When not playing doomsday prophets, all three of these talented young minds are already at work shaping the architecture of our future for the better. Hachtman has begun a job with Hunt Architecture, working on all stages of projects from the finishing touches onsite to the first drafts of plans based on land codes. The firm works primarily on residential and small commercial projects. Hachtman dreams of one day creating a creative workspace that brings together minds from across disciplines to foster innovation.
“Austin’s got the young, optimistic, hopeful vibe still, where planning and change are still achievable goals, compared to other cities,” Hachtman says. “Health, green spaces, community spaces, spaces we can inhabit that aren’t so mundane and oppressive are things that Austin can achieve.”
Meanwhile, Chou, currently working with award-winning Austin firm Murray Legge Architecture, says UT prepared her to sway trends within the current world of architecture by challenging her internal biases as a designer.
“The great thing about these conversations is that people are more aware that architecture and other disciplines in general need to be more inclusive,” she says.
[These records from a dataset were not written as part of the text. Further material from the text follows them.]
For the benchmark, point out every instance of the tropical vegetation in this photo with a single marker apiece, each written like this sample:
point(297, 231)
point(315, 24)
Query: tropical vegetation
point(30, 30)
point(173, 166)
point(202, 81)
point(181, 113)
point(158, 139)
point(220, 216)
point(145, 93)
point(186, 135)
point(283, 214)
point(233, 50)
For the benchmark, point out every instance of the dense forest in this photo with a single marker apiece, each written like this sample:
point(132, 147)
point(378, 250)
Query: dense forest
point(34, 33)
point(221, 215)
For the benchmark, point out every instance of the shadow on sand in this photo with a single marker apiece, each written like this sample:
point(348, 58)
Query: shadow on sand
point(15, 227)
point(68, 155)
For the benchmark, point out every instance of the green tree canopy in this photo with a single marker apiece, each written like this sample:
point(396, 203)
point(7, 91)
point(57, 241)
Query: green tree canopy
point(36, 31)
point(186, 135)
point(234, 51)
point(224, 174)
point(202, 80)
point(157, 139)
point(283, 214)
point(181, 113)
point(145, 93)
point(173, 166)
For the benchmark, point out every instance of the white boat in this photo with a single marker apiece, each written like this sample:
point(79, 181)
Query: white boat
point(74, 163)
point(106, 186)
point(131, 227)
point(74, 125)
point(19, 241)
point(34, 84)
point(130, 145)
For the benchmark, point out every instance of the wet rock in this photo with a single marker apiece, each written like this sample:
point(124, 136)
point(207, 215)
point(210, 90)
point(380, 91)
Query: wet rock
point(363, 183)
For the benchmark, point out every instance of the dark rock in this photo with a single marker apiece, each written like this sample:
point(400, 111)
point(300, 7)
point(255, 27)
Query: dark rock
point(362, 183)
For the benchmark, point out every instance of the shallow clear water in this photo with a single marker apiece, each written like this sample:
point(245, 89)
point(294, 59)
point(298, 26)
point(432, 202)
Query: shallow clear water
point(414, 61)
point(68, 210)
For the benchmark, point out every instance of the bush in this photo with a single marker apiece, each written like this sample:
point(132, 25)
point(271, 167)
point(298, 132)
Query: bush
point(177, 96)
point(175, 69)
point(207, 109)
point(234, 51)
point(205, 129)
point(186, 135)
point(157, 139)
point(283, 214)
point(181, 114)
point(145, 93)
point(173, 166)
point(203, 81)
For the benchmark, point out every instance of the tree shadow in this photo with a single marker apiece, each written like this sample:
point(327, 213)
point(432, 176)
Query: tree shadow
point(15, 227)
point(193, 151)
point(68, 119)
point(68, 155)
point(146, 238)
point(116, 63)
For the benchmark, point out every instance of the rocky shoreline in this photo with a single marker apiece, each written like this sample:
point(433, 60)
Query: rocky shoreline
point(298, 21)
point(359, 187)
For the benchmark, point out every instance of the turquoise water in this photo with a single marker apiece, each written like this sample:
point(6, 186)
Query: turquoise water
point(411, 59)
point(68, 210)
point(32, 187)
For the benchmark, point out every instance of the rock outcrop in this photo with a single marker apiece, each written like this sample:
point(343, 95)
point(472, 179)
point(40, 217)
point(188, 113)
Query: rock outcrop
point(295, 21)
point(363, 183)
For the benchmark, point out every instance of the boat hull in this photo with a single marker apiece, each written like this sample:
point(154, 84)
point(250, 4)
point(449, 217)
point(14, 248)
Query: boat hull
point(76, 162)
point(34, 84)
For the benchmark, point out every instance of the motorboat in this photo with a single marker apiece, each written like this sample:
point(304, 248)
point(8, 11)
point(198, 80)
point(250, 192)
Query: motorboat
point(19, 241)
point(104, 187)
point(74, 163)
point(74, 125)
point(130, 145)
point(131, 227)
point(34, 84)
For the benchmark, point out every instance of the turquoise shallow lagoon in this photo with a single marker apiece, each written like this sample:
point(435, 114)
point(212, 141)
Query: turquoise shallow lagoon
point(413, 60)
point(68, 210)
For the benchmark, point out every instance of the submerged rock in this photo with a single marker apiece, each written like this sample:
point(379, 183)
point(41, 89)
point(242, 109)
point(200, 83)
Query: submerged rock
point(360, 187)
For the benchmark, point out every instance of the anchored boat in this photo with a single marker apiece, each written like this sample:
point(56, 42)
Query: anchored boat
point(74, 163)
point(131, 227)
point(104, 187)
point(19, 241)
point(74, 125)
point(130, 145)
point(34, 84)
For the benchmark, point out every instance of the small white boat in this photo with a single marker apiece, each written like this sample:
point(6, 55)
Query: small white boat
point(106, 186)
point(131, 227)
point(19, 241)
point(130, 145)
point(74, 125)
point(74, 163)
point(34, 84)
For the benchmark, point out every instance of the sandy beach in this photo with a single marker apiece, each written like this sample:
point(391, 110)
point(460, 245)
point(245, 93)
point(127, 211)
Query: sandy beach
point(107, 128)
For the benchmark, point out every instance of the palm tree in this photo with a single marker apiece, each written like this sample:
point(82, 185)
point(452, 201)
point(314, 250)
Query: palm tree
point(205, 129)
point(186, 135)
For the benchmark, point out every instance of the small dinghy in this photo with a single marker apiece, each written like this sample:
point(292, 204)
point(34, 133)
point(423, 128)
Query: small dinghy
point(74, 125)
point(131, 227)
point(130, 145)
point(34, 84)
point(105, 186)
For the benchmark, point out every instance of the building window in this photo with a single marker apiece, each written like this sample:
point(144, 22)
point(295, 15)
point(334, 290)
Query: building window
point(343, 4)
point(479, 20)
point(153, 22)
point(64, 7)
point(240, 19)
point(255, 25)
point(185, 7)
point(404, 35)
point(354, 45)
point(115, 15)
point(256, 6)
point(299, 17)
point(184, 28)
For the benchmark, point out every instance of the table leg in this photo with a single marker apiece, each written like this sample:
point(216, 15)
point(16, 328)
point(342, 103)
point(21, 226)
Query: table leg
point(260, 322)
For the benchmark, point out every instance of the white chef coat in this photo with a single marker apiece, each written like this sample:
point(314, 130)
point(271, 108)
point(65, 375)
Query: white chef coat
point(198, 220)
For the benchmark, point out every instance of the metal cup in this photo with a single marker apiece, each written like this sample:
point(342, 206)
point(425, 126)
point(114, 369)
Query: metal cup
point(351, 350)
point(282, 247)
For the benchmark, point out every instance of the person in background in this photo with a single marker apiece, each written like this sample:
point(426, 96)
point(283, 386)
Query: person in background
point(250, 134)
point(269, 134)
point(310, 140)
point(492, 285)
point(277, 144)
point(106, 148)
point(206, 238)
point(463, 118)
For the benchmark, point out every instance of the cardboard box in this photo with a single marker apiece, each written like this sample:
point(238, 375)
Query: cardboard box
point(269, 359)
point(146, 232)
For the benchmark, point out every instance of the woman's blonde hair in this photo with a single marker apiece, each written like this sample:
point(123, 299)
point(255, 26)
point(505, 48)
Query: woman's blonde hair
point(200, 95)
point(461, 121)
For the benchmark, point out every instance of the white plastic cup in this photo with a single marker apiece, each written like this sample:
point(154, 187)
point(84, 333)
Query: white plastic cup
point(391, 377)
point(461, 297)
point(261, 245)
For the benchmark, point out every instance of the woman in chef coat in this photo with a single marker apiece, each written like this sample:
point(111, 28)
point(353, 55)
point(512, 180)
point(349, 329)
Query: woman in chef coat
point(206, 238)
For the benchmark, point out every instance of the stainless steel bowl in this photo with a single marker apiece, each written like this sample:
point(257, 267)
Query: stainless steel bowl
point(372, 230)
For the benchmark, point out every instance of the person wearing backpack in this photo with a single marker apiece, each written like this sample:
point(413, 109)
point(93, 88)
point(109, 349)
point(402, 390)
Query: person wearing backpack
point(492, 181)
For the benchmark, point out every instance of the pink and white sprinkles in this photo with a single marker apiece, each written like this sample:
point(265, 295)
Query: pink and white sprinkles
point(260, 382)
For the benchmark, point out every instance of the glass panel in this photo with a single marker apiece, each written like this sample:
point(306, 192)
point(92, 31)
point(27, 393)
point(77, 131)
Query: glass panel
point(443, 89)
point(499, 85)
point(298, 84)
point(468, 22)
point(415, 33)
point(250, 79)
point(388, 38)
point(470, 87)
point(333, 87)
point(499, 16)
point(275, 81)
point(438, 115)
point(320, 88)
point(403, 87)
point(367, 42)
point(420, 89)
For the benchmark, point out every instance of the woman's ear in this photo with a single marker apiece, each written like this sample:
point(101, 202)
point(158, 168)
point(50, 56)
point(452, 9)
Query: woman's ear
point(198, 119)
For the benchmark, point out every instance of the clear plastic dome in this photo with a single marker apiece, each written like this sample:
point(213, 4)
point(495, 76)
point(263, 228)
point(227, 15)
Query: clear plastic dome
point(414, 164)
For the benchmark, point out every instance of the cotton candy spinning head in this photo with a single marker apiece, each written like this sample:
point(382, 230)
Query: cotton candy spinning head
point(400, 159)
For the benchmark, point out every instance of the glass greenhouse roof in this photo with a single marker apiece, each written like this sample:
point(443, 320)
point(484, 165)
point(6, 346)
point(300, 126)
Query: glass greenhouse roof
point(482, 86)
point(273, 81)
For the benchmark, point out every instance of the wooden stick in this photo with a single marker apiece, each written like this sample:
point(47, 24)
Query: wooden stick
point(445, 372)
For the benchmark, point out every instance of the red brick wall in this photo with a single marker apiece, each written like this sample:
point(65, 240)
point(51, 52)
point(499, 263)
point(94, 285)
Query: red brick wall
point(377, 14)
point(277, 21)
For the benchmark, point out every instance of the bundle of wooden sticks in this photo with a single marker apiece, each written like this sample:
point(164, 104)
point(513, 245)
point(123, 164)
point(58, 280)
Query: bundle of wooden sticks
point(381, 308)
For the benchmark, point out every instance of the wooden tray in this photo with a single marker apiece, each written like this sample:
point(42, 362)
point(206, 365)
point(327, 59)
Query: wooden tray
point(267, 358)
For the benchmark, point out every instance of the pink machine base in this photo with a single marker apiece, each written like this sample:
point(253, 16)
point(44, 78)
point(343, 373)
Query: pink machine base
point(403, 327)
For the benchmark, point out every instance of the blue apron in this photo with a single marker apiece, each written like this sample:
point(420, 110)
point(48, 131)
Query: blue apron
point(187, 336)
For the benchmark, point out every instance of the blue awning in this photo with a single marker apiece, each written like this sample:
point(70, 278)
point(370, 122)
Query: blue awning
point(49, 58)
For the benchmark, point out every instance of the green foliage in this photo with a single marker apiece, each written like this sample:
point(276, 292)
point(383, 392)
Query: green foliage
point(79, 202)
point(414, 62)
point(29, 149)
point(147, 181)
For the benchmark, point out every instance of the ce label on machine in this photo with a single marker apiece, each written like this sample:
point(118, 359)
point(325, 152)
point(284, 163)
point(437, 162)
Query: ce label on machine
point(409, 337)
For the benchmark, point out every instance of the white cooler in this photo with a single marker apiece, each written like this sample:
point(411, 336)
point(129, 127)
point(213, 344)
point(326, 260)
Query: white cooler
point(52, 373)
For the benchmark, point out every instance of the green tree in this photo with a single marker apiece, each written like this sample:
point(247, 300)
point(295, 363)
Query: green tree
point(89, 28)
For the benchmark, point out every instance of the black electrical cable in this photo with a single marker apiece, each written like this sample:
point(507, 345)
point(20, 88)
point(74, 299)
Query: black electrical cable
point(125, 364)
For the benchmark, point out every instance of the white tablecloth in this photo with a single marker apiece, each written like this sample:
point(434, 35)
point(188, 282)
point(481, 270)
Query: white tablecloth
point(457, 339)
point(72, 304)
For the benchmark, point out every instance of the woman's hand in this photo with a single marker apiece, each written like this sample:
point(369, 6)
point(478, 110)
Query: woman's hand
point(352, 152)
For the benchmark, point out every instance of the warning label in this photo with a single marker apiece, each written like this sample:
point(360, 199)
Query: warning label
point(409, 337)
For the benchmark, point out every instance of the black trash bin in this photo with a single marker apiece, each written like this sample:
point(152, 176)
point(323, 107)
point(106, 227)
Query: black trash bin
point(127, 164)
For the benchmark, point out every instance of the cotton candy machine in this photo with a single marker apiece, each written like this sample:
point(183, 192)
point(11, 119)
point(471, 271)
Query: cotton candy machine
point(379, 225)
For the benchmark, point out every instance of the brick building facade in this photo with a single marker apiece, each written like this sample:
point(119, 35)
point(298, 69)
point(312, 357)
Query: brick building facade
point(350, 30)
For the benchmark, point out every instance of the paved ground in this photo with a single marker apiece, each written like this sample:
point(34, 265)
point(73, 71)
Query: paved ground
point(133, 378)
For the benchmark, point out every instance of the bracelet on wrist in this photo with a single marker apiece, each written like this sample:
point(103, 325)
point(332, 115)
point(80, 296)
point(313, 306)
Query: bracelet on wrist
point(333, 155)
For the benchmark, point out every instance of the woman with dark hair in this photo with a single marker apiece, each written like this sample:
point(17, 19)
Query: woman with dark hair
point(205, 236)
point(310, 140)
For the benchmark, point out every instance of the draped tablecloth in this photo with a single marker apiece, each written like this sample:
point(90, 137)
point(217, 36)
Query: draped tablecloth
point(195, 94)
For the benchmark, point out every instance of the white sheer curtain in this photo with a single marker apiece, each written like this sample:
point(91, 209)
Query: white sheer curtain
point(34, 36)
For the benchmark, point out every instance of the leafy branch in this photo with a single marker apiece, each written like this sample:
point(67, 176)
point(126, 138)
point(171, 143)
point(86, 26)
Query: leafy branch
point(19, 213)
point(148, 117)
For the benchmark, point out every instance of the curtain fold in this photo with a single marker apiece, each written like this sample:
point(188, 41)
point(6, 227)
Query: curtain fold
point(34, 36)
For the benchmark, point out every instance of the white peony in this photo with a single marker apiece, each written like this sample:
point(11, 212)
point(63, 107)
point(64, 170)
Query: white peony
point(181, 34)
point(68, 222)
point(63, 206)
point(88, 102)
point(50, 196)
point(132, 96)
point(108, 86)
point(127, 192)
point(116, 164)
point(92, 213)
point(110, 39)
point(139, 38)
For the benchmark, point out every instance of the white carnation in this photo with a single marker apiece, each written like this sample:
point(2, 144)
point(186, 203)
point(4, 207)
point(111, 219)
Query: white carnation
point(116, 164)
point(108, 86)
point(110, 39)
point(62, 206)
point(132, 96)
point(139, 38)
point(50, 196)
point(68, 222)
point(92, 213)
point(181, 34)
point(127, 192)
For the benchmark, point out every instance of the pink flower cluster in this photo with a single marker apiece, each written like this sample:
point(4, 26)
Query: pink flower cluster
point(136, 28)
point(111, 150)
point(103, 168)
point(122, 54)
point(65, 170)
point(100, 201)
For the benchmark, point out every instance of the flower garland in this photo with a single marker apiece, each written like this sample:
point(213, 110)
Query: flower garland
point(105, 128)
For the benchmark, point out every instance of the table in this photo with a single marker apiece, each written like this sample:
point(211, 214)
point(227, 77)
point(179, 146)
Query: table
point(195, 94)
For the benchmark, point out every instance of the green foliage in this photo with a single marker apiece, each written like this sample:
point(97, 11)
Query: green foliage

After substitute teaching for a year between undergrad and her master’s program at UT, she says it would be rewarding to one day design a school that responds acutely to the needs of learners. With Austin’s rapid and unabated growth, the city could certainly provide that opportunity. Whatever path she takes, her hope for the future is to make design more accessible and to explore “a deeper, more nuanced understanding of architecture’s role within the fabric of societal power structures.”
For now, Brink is working on an internship in New York, designing luxury residential spaces in the Hamptons. As for long term plans, he’s inspired by the work of Icon, a company founded in Austin that developed a 3-D printing technology to quickly and affordably produce housing for the homeless in East Austin. Icon will soon begin work on a 3-D printed building planned to house astronauts for long-term missions on Mars. It seems the sky being the limit is passé for architects of the future.
Bieg, who describes these three students as “some of the best we’ve had in a while,” says they stand out in part because of their prowess with emerging technologies and their diversified skill sets. He explains that the resources of UT’s School of Architecture allow students to engage with new tools — robotic arms and large 3-D printers, for example — that are redefining what’s possible. His hope is that these students take their understanding of these new resources into more traditional firms and challenge them to incorporate them into their approach to architecture.